Chaining
Picture each bucket in your hash table as a coat hook rather than a single locker. You can hang multiple coats on the same hook — they just form a little chain dangling down. That's exactly what separate chaining does: each bucket is the head of a linked list, and any keys that hash to the same bucket are appended to that list.
When you look up a key, you hash to the bucket (\(O(1)\)), then walk the chain at that bucket until you find the key or reach the end. If chains are short — which they will be if the load factor is low — this is effectively \(O(1)\).

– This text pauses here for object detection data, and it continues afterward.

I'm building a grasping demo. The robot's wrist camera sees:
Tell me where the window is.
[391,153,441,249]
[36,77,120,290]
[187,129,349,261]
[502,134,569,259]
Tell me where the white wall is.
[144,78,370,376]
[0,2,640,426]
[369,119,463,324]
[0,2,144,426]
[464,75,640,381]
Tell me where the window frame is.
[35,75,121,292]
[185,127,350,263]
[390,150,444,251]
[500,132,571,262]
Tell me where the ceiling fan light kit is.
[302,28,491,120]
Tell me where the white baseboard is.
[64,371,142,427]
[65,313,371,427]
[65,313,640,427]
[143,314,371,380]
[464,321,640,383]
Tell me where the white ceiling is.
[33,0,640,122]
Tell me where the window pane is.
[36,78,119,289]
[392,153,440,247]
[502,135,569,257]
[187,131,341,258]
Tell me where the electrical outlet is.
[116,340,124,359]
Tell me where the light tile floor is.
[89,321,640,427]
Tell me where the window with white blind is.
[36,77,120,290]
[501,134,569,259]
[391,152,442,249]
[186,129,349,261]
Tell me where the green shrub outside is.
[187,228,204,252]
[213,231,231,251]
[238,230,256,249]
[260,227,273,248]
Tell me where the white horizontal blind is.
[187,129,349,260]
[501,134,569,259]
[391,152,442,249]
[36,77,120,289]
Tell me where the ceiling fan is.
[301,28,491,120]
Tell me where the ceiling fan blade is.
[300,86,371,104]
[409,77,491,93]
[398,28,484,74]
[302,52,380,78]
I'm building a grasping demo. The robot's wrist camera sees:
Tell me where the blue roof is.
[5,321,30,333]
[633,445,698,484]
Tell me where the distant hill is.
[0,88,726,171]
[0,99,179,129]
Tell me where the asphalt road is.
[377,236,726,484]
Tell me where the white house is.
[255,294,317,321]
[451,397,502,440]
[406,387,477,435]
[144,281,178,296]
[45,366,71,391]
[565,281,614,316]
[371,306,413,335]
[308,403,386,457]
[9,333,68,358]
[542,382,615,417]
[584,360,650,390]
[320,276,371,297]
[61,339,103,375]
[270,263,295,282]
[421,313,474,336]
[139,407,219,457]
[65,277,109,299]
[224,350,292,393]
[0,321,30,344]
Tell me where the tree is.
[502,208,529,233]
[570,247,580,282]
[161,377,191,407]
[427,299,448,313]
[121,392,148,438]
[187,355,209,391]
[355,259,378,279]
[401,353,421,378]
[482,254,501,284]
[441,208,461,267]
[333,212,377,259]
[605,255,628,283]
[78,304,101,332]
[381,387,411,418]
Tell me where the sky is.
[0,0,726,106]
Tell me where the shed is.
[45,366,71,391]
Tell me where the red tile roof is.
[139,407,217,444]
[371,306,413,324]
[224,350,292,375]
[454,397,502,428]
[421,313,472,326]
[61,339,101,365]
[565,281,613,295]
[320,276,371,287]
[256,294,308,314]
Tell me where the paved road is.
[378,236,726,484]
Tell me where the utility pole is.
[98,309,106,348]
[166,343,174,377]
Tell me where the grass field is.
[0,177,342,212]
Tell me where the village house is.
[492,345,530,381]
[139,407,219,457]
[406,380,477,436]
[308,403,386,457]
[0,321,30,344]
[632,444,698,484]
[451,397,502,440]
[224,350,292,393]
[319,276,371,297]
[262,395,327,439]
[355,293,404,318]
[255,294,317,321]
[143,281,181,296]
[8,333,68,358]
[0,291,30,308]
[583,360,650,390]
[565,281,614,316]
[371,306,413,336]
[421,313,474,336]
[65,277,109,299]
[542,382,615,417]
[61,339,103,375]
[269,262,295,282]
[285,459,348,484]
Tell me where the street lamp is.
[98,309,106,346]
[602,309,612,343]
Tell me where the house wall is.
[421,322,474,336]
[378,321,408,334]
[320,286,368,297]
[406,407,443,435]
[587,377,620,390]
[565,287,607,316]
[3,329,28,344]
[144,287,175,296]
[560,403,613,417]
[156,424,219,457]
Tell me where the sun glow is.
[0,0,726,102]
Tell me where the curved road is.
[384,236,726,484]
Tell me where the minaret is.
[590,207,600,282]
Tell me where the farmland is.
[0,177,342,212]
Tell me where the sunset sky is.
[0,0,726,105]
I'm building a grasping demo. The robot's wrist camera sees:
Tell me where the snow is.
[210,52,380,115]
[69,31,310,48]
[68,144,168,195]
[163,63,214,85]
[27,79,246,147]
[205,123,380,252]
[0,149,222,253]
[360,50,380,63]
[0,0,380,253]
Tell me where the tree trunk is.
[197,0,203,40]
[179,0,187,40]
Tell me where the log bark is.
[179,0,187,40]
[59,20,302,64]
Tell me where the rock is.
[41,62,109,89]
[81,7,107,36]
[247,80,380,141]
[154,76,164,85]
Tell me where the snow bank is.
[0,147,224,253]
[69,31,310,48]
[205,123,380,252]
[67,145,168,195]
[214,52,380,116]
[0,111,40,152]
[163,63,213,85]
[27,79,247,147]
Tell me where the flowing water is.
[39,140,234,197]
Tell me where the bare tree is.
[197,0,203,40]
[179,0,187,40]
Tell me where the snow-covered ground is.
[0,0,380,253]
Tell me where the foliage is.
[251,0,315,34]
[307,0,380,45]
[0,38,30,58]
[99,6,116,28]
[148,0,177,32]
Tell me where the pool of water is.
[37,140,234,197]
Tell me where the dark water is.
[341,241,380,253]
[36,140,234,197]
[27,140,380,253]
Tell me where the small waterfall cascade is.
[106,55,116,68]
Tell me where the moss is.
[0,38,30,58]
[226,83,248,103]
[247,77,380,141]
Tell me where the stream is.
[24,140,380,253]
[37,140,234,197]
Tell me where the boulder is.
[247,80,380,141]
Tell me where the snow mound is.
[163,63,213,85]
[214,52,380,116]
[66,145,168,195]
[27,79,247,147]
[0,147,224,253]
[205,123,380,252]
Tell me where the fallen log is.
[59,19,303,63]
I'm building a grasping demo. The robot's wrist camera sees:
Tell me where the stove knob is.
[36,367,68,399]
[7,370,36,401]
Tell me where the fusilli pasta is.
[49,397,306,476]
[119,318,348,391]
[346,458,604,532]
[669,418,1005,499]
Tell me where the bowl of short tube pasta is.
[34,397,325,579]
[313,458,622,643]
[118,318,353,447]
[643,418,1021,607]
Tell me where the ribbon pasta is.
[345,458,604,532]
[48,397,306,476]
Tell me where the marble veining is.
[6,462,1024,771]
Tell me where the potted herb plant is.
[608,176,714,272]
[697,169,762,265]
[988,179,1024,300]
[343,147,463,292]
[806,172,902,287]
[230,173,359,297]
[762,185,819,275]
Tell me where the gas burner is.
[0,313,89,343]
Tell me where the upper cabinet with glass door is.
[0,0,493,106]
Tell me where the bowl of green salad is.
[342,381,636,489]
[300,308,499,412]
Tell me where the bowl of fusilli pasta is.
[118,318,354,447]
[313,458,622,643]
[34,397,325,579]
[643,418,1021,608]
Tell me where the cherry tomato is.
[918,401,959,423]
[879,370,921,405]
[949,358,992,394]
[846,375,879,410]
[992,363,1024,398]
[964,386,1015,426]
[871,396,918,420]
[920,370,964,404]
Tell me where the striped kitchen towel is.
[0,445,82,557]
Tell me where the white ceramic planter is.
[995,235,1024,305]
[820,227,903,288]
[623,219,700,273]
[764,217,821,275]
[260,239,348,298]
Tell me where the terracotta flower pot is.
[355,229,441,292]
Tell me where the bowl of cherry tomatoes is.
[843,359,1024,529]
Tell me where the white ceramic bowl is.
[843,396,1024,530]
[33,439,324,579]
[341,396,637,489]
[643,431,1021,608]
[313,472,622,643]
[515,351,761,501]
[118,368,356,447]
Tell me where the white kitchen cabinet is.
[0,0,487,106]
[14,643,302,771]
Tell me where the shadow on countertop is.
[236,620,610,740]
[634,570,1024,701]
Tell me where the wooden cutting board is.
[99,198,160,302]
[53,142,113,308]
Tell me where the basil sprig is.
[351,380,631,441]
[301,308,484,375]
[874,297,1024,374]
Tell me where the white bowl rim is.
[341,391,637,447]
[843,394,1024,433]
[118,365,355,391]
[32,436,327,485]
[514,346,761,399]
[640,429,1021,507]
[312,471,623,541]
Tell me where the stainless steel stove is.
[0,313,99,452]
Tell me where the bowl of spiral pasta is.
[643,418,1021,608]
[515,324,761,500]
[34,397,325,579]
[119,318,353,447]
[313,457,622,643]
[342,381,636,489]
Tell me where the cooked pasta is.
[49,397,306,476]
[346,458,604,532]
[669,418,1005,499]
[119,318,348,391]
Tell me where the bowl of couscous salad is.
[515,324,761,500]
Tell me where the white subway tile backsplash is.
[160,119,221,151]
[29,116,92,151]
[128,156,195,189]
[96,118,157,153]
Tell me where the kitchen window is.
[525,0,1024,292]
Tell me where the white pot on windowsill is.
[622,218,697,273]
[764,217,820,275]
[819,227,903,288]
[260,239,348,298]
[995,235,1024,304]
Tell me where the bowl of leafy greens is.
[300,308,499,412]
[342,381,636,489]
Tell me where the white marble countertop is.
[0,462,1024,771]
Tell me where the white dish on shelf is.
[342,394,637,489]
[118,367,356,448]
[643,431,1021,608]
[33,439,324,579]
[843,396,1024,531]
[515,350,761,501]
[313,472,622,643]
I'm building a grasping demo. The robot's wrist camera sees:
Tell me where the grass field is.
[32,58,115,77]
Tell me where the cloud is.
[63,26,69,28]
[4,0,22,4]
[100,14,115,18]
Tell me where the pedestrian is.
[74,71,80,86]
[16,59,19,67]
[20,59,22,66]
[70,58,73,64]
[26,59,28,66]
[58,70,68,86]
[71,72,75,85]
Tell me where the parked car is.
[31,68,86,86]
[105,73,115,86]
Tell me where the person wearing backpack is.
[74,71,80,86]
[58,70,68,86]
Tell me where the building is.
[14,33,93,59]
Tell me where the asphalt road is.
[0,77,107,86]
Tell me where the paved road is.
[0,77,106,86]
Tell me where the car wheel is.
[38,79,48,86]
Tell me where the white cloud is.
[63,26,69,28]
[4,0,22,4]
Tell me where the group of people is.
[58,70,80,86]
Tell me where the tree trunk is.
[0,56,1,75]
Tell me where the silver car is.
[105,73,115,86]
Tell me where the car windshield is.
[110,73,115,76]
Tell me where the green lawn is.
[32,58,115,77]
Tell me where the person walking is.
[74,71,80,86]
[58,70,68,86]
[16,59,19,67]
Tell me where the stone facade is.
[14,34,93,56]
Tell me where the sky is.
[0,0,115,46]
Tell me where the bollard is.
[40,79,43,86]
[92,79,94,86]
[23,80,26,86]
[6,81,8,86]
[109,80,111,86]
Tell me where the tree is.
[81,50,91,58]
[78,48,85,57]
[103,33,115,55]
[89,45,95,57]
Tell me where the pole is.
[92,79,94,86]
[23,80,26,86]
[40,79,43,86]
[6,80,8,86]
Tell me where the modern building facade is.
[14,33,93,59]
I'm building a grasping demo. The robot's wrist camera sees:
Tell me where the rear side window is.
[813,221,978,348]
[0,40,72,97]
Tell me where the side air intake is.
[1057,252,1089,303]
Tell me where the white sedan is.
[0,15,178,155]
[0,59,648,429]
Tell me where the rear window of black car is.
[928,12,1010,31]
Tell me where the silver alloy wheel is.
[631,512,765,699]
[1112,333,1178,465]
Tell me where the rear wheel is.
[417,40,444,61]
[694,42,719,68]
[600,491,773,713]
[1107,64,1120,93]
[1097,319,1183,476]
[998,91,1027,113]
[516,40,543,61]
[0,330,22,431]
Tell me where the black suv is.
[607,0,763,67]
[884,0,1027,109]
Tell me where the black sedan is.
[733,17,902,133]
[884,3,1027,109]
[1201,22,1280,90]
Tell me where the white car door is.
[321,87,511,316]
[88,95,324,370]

Chaining vs Open Addressing
Chaining pros:
- Simple to implement
- Handles high load factors gracefully — chains just get longer
- Deletion is straightforward (unlink the node)
- Each chain can use any data structure (sorted list, BST, even another hash table)
Open addressing pros:
- Everything stays inside the array — better cache locality
- No extra memory for pointers
- Works better when load factor stays below ~0.5
Java's HashMap uses chaining. Python's dict uses open addressing with a custom probing scheme. Both work — the tradeoff is memory vs. cache performance.
← → arrow keys to step · click elements to interact
Hash Table with Chaining
When to resize
With chaining, the load factor α = n / m (n keys, m buckets) directly predicts average chain length. When α = 1, on average each chain has one node — that's fine. When α = 3, chains average 3 nodes per lookup — still manageable but slowing down.
The typical resize threshold for chaining is α > 0.75 (75% full). At that point the table doubles its bucket count and every key is rehashed into the new, larger array. The operation is \(O(n)\) but amortized \(O(1)\) per insert.
After resizing, α drops to roughly 0.375 (half of 0.75), giving plenty of breathing room before the next resize.
Treeifying long chains (Java 8+)
In Java's HashMap, if a single chain grows beyond 8 nodes, it automatically converts that chain into a red-black tree. Lookup in that bucket then becomes \(O(\log n)\) instead of \(O(n)\) — a safety net against adversarial inputs that hammer one bucket.